PN model of the FMS case study
Remark 3. Note that the PN approach represents the concurrence that appears in an FMS in a more compact form than another planners like the automata approach. However, for a large FMS the PN model becomes less compact, especially if there exist many restrictions in the process. Despite this, it is possible to identify the generic blocks described in section 4.2, which construct the complete net. Therefore, the final PN model is a systematic method to achieve complex models based on simple blocks. On the other hand, the graphic representation of the PN model serves only as a visual tool in the process flow. In a real implementation, the control implementation will be realized using the mathematical structure instead of the graphical interpretation. Thus, the modelling approach based on generic blocks facilitates the translation to real supervisory control systems using the simple rules of the simple PN approach. In this sense, other PN formalism, like coloured PN, fuzzy PN, and others could complicate the codification of the PN and the definition of more properties of the generic blocks described in section 4.2.
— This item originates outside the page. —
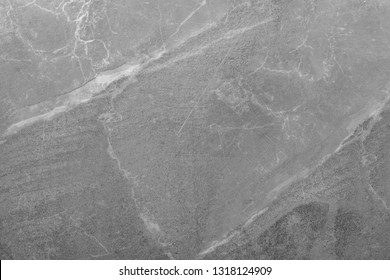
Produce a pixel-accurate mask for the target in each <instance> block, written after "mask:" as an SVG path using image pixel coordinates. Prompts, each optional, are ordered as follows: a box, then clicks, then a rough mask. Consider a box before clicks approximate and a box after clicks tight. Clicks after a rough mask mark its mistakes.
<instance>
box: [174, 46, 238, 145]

Using a simulator of the PN dynamics, a phase-space diagram of the tasks of AGVs, PM and AS is given in the Figure 17. Note that the transportation tasks A1, A2, A3 and A4 of AGVs include the quantity of AGVs in each task.

Phase-space diagram of distribution of AGV in concurrent tasks
To show the task distribution of the AGVs in the FMS, observe that the four robots are occupied in different routes, with task concurrency and distribution of the AGVs at the time instant tα (see Figure 17).
7. Conclusions
This paper has presented a methodology for the discrete-event modelling of FMS based on the task decomposition proposed by the industrial standard ISA-95 and its translation to generic PN models. Interconnected equipment, storage locations, process tasks and inter-task logical precedences comprise a general PN model that describes the maximal concurrency obeying the process restrictions. The modelling approach allows the modification of the amount of equipment or storage limitations without necessitating changes to the network topology, preserving its static properties. The task-based modelling also provides a clear separation between the generic process tasks related to the equipment capacities and their interconnections for the manufacturing of different and concurrent products. The PN model provides the dynamical structure for a high-level supervision of the FMS in a control computer and the vigilance of the availability of equipment. The coordination of the AGVs is achieved by the implementation of formation, collision avoidance and marching control laws where the robots collaborate in concurrent transportation tasks. The approach adopts a systematic method that uses the concepts of discrete-event systems in an engineering manufacturing context, and clarifies the application of continuous motion control laws of AGVs in FMS.
8. Acknowledgements
This work was partially supported by the Universidad Iberoamericana, CONACyT (SNI scholarship) and IPN through research project 20140659 and scholarships EDI, COFAA, and PIFI.